Two weeks ago, I was give an rather informal request to start an escalation. Since we have a process for this (that should be followed), I directed the person in the correct direction. Time goes by and I figure that the mgmt came to an agreement and that was that. Yesterday, a manager sent me an e-mail asking me were we are on this escalation. I responded by telling him that I did not have any info to start one and if he wanted one started, all he had to do was "follow the process". He sent me an e-mail with a very broad complaint from one of our customers. No real detail, just "people in $remote_city state it takes 2 hours to transmit files to $homegrown_app and it is unacceptable". To my knowledge, no tickets have ever been opened up on this problem and the customer wants it escalated. Not something that is normally done, but it can be. This app is high profile enough (it sits on a DMZ) that the issue needs addressing. I figure the guy taking my place should take this since it will not be a hard one to run.

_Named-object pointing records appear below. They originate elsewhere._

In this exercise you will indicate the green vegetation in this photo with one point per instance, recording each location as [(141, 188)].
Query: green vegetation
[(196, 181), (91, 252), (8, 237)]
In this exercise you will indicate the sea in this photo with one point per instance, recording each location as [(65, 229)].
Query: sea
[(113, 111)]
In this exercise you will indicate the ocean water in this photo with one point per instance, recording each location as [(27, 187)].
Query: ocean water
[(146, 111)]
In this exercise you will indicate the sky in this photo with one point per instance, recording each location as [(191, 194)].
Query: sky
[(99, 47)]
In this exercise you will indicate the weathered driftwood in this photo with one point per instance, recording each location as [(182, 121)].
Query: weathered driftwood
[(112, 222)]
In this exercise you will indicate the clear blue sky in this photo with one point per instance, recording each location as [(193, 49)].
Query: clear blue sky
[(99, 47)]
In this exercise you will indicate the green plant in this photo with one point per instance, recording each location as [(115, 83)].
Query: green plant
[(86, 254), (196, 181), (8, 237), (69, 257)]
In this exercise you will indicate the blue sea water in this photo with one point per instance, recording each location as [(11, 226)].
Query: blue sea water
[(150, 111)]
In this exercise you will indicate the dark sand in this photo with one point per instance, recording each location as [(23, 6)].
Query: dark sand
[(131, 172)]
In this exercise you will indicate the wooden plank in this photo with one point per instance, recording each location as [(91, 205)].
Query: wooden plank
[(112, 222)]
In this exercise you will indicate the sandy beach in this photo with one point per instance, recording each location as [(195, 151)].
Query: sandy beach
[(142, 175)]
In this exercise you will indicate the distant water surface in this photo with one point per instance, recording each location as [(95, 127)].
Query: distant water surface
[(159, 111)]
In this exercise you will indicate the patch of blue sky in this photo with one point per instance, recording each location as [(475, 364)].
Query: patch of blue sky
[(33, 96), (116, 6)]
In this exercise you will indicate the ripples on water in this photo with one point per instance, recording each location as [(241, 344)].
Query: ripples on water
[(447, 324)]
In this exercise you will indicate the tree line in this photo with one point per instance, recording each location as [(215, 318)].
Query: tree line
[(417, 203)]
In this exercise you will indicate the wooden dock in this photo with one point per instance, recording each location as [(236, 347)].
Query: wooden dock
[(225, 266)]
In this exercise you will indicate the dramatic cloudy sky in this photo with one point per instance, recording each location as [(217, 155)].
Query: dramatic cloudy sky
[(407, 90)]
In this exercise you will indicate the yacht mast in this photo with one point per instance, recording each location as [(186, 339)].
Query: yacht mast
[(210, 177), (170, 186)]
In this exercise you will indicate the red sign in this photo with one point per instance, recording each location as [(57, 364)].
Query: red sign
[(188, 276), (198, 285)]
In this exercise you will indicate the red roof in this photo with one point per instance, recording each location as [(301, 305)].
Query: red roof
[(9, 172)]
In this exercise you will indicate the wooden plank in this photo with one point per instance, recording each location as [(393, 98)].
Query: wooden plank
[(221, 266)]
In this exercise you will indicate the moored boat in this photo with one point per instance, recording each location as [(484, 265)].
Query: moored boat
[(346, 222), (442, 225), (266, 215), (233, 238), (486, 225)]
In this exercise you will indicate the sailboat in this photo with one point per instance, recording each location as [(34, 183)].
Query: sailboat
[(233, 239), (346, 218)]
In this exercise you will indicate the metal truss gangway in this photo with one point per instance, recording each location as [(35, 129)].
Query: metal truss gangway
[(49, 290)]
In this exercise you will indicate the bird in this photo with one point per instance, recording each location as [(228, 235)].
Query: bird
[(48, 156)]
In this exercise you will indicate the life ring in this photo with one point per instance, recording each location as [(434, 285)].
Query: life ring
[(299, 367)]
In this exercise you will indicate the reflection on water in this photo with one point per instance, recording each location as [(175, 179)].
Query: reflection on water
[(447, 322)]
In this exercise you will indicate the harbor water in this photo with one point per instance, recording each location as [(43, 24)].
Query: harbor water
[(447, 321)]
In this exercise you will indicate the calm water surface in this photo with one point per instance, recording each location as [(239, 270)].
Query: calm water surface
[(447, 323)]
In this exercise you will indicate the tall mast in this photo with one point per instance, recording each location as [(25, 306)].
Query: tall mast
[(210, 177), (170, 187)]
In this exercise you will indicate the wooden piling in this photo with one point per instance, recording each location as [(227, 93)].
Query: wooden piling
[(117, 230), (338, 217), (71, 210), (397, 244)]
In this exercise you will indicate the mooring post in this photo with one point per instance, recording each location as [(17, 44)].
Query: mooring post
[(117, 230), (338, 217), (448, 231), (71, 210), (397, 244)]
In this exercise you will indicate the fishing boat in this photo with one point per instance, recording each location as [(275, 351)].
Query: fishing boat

The e-mail also asks why $another_app appears to be slow when accessed from $different_remote_location...a completely separate issue. Again, no tickets have ever been opened up and the customer does not appear upset, just curious. I tell my replacement that I do not think this warrants and escalation, but maybe a normal trouble ticket could be opened up to test the waters, so to speak. He agrees.

The Mgr then asks us to open yet a THIRD escalation on an issue that was just resolved Friday. The request for corrective action has been issued but it will take time to implement. The Mgr is asking us to escalate something that he says "may bog down", because he does not trust the third party who has to implement it. I tell him that a workaround is in place that will hold until a real patch can be written to fix the problem.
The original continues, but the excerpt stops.